In a radio interview with Spain's Cadena SER on Monday, Spanish Prime Minister Pedro Sanchez said it is time to re-evaluate COVID. He called on the European Union to debate the possibility of treating the virus as an endemic illness, according to CNBC.

“The situation is not what we faced a year ago,” Sanchez said, explaining that it is safe for Spanish children to return to school after the holidays.

“I think we have to evaluate the evolution of COVID to an endemic illness, from the pandemic we have faced up until now,” he added. The Spanish leader said European nations should debate a gradual reappraisal of the pandemic "at the technical level and at the level of health professionals, but also at the European level."

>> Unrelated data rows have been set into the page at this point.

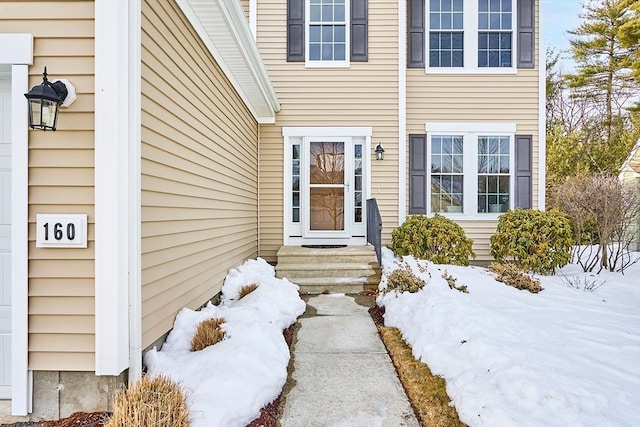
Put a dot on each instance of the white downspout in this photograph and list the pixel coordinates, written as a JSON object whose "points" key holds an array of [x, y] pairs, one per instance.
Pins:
{"points": [[135, 218], [402, 112]]}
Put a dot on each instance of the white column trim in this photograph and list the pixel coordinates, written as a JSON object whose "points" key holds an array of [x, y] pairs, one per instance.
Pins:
{"points": [[111, 187], [402, 112], [135, 223], [253, 18], [19, 54], [542, 117]]}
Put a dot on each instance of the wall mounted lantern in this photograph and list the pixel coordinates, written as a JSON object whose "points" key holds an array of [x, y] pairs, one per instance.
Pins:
{"points": [[46, 99]]}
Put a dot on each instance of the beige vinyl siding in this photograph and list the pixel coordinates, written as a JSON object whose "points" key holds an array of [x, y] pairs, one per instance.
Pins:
{"points": [[365, 94], [478, 98], [199, 171], [61, 281]]}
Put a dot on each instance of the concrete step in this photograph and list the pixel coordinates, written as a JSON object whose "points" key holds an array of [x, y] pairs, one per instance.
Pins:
{"points": [[350, 285], [333, 269], [351, 269], [300, 255]]}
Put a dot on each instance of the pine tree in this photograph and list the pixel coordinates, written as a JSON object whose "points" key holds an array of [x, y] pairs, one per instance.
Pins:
{"points": [[603, 62]]}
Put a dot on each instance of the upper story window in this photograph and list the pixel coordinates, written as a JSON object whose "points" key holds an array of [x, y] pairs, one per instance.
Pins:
{"points": [[446, 33], [327, 31], [495, 33], [467, 36]]}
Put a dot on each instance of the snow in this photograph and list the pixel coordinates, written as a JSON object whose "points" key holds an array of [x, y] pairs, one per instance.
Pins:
{"points": [[562, 357], [228, 383]]}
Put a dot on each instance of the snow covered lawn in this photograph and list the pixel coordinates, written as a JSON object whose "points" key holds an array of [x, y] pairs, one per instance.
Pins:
{"points": [[228, 383], [563, 357]]}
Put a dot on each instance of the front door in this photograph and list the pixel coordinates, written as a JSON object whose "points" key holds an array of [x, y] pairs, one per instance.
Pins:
{"points": [[325, 200]]}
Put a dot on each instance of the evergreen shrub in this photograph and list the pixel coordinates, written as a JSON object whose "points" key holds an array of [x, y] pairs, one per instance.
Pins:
{"points": [[437, 239], [536, 241]]}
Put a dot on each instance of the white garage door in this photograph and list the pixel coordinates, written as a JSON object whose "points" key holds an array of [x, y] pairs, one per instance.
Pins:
{"points": [[5, 237]]}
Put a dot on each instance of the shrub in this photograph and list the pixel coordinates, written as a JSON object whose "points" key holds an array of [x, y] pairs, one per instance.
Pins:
{"points": [[453, 283], [150, 401], [604, 211], [537, 241], [208, 333], [402, 279], [511, 275], [437, 239], [246, 290]]}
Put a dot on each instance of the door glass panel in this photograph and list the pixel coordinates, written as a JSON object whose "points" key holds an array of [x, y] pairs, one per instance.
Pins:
{"points": [[326, 189], [326, 163], [295, 183], [357, 181], [327, 208]]}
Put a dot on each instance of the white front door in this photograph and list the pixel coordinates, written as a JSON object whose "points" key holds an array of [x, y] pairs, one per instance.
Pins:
{"points": [[5, 237], [325, 190]]}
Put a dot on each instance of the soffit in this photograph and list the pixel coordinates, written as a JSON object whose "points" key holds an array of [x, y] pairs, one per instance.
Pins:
{"points": [[222, 26]]}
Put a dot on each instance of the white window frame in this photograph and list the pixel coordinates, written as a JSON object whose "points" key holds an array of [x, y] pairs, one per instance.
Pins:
{"points": [[347, 48], [470, 43], [470, 133]]}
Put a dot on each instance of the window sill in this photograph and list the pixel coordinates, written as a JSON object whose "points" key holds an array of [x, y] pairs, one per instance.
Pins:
{"points": [[469, 70], [326, 64]]}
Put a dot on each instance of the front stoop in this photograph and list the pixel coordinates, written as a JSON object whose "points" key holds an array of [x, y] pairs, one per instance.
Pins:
{"points": [[348, 270]]}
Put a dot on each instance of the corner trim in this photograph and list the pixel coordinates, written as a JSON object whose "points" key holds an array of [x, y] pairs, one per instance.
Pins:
{"points": [[19, 54], [402, 112], [542, 116], [111, 187]]}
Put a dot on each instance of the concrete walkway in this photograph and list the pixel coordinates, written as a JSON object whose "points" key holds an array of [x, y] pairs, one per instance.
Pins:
{"points": [[342, 375]]}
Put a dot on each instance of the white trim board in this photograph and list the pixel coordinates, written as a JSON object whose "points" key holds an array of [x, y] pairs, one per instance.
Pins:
{"points": [[111, 188], [18, 52], [327, 131]]}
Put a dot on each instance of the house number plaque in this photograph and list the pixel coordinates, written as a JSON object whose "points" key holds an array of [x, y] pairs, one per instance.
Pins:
{"points": [[61, 231]]}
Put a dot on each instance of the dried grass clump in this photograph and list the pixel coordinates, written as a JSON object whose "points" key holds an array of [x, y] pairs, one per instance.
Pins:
{"points": [[427, 392], [246, 290], [453, 283], [208, 333], [511, 275], [151, 401], [402, 279]]}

U.K. Prime Minister Boris Johnson made similar remarks last year, when he said the British public eventually will have to "learn to live with the virus." Although the Omicron variant has caused a "tidal wave" of new cases, according to Johnson, the U.K. government has not yet enacted new coronavirus restrictions. In fact, the U.K. has reduced the period of required isolation for individuals who test positive for COVID from seven days to five, CNBC reported.

U.K. Education Secretary Nadhim Zahawi told the BBC on Sunday that the country was on the road "from pandemic to endemic" as disruptive coronavirus restrictions are eased.

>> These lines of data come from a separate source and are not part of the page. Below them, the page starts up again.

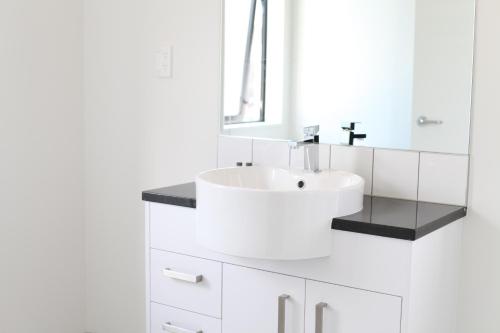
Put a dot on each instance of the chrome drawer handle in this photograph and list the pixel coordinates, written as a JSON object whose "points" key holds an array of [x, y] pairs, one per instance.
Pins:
{"points": [[182, 276], [168, 327], [281, 312], [319, 317]]}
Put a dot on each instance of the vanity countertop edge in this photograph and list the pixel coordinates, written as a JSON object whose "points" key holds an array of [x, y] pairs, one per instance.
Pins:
{"points": [[385, 217]]}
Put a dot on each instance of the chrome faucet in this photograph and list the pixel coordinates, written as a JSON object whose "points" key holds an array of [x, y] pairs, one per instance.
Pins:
{"points": [[311, 148]]}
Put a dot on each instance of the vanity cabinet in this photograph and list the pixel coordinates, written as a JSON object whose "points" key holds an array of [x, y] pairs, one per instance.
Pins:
{"points": [[369, 283], [331, 308], [258, 301]]}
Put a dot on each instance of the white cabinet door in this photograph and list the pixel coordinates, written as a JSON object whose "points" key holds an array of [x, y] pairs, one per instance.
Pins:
{"points": [[165, 319], [336, 309], [252, 301]]}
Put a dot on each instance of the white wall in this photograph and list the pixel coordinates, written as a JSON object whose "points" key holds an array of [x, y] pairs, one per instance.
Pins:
{"points": [[481, 270], [141, 132], [41, 180], [442, 88]]}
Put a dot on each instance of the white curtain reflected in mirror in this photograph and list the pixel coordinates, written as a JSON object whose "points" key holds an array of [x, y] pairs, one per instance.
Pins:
{"points": [[387, 64]]}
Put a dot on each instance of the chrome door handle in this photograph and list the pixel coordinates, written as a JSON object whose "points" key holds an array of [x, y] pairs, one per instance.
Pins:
{"points": [[168, 327], [281, 312], [423, 120], [319, 317], [182, 276]]}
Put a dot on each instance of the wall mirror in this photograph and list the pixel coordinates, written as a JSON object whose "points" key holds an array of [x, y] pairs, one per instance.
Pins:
{"points": [[399, 71]]}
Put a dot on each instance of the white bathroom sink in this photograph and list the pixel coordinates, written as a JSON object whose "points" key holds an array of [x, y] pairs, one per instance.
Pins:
{"points": [[271, 213]]}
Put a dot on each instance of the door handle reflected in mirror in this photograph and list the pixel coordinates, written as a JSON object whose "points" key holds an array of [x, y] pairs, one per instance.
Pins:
{"points": [[423, 120]]}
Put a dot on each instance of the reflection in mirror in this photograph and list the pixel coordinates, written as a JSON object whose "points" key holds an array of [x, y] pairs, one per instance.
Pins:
{"points": [[401, 70]]}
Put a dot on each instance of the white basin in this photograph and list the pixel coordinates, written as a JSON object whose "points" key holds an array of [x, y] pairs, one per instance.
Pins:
{"points": [[260, 212]]}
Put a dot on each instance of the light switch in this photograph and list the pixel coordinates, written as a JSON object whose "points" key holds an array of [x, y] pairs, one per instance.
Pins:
{"points": [[164, 62]]}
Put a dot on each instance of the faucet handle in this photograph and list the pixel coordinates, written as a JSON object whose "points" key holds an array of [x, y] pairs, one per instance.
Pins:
{"points": [[350, 127]]}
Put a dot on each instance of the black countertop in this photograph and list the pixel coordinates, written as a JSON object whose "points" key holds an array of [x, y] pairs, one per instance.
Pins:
{"points": [[386, 217]]}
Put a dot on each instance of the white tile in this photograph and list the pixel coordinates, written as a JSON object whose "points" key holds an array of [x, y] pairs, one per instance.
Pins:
{"points": [[232, 150], [395, 174], [297, 157], [271, 153], [443, 178], [358, 160]]}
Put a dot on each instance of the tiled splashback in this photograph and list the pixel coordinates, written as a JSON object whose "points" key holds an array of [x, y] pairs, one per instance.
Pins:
{"points": [[431, 177]]}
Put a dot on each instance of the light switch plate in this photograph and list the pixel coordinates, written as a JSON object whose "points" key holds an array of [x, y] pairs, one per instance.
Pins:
{"points": [[164, 62]]}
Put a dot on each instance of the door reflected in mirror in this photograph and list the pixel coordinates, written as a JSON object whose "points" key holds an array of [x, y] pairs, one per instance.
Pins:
{"points": [[400, 70]]}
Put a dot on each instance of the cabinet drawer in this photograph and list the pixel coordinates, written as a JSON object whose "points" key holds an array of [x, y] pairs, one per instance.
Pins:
{"points": [[186, 282], [164, 318], [172, 228], [348, 310]]}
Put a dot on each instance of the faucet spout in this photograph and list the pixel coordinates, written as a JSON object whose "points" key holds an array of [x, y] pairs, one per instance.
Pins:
{"points": [[311, 148]]}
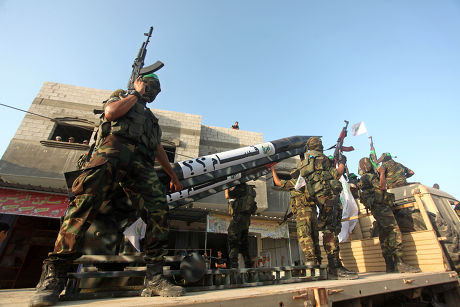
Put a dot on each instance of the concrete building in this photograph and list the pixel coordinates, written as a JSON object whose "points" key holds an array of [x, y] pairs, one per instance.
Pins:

Now that Omicron cases appear to be falling in the U.K., experts say the country could be one of the first to declare the pandemic over.

A pandemic virus is said to become endemic when viral infections are commonly found in the population, usually in seasonal intervals. Over time, as most people develop natural immunity to the disease or get vaccinated against it, the virus will affect only relatively small segments of the population, rather than hitting everyone hard at once.

While Sanchez and a handful of other European leaders argue that COVID-19 is beginning to look like an endemic disease, health experts say it is too early to consider COVID endemic. The World Health Organization forecast Tuesday that in the next six to eight weeks, more than half the people in Europe and Central Asia could be infected with the Omicron variant, which is highly contagious though appears to cause less severe disease.

“In terms of endemicity, we’re still a way off, and I know there’s a lot of discussion around that right now,” Dr. Catherine Smallwood, a senior emergency officer at the WHO Europe, said at a press conference Tuesday.

Her comments come as European nations reported record numbers of COVID infections caused by the Omicron variant. In recent days, France has reported more than 300,000 new daily cases, and Germany reported 80,430 new infections on Wednesday, a record high, according to Reuters.

“Endemicity assumes that there’s stable circulation of the virus, at predictable levels and potentially known and predictable waves of epidemic transmission,” Smallwood said.

“But what we’re seeing at the moment coming into 2022 is nowhere near that, we still have a huge amount of uncertainty, we still have a virus that’s evolving quite quickly and posing new challenges so we’re certainly not at the point of being able to call it endemic. It might become endemic in due course but pinning that down to 2022 is a bit difficult at this stage.”